Einfach Twistlock und Kabel abbauen, ist ja Ptl , ist offen im Normalzustand.


----------



## MTB-News.de




----------



## me72 (14. April 2021)

Das wurde in einem Aufbau-Thread auch schon mal diksutiert. Da wurde gesagt, dass man entweder die komplette Patrone wechseln oder aber zumindest die Feder, die gegen den Remote-Zug wirkt, aushängen müsste.



Colt__Seavers schrieb:


> hängt vom Modell ab meine ich. bei der RS SID musst die eine komplett neue Patrone einbauen.
> man könnte da Teile mit jemanden tauschen der eine mit remote haben will





Orby schrieb:


> Hatte mal eine Recon, da konnte man den Seilzug aushängen und sie war dauerhaft im offenen Modus dann. War für mich OK.





redlion schrieb:


> Einfach nur einen Knopf draufsetzen geht allein schon deshalb nicht, weil in der Patrone ja eine Feder sein muss, die gegen den den Remote-Zug wirkt.
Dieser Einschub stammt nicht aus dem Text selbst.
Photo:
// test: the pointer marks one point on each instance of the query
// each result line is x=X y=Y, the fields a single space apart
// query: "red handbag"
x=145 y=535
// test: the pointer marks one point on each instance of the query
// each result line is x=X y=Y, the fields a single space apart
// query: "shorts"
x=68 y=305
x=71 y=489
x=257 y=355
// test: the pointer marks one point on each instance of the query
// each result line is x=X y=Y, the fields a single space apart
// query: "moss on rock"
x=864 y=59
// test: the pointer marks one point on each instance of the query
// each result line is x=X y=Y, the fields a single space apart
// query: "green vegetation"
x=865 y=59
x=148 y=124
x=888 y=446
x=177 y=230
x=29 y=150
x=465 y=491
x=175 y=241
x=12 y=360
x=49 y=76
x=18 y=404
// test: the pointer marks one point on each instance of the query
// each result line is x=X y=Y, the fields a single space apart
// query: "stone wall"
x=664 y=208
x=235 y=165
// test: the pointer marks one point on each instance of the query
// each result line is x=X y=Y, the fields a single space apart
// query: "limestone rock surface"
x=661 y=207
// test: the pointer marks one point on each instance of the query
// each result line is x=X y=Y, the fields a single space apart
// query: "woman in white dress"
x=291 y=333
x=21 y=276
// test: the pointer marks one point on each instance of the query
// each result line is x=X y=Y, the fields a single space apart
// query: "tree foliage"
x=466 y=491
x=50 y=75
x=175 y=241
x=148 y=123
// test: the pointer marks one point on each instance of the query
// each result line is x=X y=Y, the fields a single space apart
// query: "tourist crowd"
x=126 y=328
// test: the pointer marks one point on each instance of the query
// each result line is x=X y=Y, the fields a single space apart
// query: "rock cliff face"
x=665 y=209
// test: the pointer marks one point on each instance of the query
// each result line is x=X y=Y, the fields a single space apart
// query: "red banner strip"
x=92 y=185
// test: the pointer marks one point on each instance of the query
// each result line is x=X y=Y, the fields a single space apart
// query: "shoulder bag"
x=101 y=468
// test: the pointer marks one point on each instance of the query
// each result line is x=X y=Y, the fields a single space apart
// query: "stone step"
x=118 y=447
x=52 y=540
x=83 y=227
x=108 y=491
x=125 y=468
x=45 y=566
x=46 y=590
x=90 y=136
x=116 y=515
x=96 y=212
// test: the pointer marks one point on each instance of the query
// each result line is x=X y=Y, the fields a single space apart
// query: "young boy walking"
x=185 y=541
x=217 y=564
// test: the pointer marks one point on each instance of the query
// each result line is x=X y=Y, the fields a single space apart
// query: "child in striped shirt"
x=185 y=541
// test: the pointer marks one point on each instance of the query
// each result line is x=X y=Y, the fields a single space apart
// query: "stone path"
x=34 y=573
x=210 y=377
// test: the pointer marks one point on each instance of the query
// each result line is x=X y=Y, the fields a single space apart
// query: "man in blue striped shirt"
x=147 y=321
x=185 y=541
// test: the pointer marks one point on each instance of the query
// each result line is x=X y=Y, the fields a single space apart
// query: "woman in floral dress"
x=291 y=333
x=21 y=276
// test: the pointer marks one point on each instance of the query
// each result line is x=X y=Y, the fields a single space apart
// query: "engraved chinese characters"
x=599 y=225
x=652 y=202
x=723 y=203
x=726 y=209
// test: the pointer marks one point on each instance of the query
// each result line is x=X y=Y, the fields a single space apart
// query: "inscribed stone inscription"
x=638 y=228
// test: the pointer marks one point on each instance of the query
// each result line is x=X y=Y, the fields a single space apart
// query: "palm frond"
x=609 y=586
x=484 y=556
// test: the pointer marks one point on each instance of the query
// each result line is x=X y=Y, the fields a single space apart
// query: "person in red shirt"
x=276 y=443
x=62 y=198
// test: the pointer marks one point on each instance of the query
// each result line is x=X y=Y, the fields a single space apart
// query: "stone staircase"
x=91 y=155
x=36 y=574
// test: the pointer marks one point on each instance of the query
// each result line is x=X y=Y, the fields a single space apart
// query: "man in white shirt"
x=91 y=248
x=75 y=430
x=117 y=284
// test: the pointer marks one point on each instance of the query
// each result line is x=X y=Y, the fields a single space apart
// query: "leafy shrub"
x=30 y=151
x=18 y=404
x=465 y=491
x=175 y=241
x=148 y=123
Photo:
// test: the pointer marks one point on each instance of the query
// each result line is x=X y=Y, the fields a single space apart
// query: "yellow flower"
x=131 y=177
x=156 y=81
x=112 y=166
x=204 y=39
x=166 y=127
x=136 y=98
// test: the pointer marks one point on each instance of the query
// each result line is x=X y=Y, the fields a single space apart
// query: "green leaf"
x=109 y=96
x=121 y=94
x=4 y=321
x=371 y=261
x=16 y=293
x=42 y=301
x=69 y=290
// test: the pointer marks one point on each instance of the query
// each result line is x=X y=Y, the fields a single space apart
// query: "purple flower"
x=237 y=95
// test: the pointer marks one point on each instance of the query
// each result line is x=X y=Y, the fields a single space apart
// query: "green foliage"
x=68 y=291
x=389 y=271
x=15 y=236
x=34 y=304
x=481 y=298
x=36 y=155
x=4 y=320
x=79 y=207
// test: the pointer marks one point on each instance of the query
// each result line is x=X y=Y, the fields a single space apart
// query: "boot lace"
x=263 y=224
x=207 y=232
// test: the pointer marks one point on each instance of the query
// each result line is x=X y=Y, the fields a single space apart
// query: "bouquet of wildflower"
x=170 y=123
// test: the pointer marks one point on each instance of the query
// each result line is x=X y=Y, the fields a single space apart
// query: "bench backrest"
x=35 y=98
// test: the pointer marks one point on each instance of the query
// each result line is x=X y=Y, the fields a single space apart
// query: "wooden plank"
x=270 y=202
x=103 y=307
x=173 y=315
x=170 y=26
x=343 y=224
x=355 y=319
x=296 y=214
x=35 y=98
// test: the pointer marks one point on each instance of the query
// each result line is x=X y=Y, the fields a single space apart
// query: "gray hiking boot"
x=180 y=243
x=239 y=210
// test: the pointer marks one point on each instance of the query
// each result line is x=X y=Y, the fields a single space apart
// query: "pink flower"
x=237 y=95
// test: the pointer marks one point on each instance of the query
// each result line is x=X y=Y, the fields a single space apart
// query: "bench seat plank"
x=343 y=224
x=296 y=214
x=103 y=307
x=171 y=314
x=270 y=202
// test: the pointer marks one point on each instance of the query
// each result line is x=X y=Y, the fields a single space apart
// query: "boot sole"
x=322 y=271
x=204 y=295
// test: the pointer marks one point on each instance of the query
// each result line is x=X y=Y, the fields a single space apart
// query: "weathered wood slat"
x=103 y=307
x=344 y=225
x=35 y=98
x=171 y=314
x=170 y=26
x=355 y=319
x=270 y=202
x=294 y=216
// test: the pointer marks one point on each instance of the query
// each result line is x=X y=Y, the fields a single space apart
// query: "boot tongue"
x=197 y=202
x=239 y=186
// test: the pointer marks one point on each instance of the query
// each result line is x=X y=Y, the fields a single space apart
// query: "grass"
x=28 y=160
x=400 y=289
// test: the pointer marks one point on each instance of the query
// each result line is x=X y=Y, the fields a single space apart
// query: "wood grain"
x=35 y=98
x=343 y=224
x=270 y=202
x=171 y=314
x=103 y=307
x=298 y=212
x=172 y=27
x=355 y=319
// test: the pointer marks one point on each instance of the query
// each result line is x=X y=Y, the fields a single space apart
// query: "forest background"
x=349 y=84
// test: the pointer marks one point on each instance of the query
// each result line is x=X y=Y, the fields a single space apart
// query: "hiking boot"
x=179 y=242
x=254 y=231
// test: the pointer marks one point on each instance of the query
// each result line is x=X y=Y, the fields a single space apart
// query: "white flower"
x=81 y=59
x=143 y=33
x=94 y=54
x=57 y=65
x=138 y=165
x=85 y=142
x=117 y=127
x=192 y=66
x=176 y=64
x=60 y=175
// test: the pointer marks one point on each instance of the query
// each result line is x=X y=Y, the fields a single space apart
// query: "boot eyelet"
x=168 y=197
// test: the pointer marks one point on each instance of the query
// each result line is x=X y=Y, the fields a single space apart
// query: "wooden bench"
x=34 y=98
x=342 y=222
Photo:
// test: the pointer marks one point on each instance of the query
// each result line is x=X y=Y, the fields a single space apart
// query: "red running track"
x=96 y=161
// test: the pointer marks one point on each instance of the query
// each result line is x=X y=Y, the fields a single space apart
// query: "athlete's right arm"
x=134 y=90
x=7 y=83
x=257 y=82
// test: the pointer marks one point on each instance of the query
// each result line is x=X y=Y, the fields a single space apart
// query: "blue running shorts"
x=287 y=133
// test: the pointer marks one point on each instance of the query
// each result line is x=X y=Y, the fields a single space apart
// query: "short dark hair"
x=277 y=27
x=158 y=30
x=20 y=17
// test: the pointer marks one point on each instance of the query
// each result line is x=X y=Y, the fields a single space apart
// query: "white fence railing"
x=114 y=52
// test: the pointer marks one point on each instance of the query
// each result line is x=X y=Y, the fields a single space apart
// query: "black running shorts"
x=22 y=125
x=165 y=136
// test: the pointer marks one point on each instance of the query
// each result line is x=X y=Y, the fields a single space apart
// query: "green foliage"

Damit dieser beim Entsperren auch zuverlässig "zurückgezogen" wird. Ein einfacher Knopf würde also ständig wieder zurück springen.





taunusteufel78 schrieb:


> MotionControl raus, Spiralfeder aushängen, MC einbauen...




Die ganze Diskussion dazu kann man im Aufbauthread von @blubboo ab hier nachlesen.


----------



## Klein-Attitude (14. April 2021)

Bin davon ausgegangen, dass die Sid normal PTL ist, dann muss man nur Abbauen, wenn man noch manuel an der Brücke selber zumachen will, muss man natürlich noch auf Hebel  umbauen.


----------



## Reddi (14. April 2021)

jap... und dir noch was überlegen, wie du den Hebel in der blockierten Position arretierst. Der wird bei deiner Vorgehensweise nämlich sofort in die "offen"-Position zurückkehren, wenn du ihn loslässt.
Und ich stelle es mir irgendwie unlustig vor, beim Zielsprint im Wiegetritt eine Hand am Gabelholm zu haben, um den Lockout-Hebel festzuhalten...


----------



## me72 (14. April 2021)

redlion schrieb:


> Und ich stelle es mir irgendwie unlustig vor, beim Zielsprint im Wiegetritt eine Hand am Gabelholm zu haben, um den Lockout-Hebel festzuhalten...


Ich stell's mir eher lustig vor...  🤣


----------



## Reddi (14. April 2021)

Kommt eben drauf an, ob du als Fahrer oder als Zuschauer denkst.


----------



## S-Works29 (14. April 2021)

Vielen Dank fuer die schnellen Antworten.

Mein Gedanke war auch wie bei redlion, dass die Feststellung nur mit dauerhaft gedruecktem Hebel funktionieren wuerde aufgrund der Federrueckstellung.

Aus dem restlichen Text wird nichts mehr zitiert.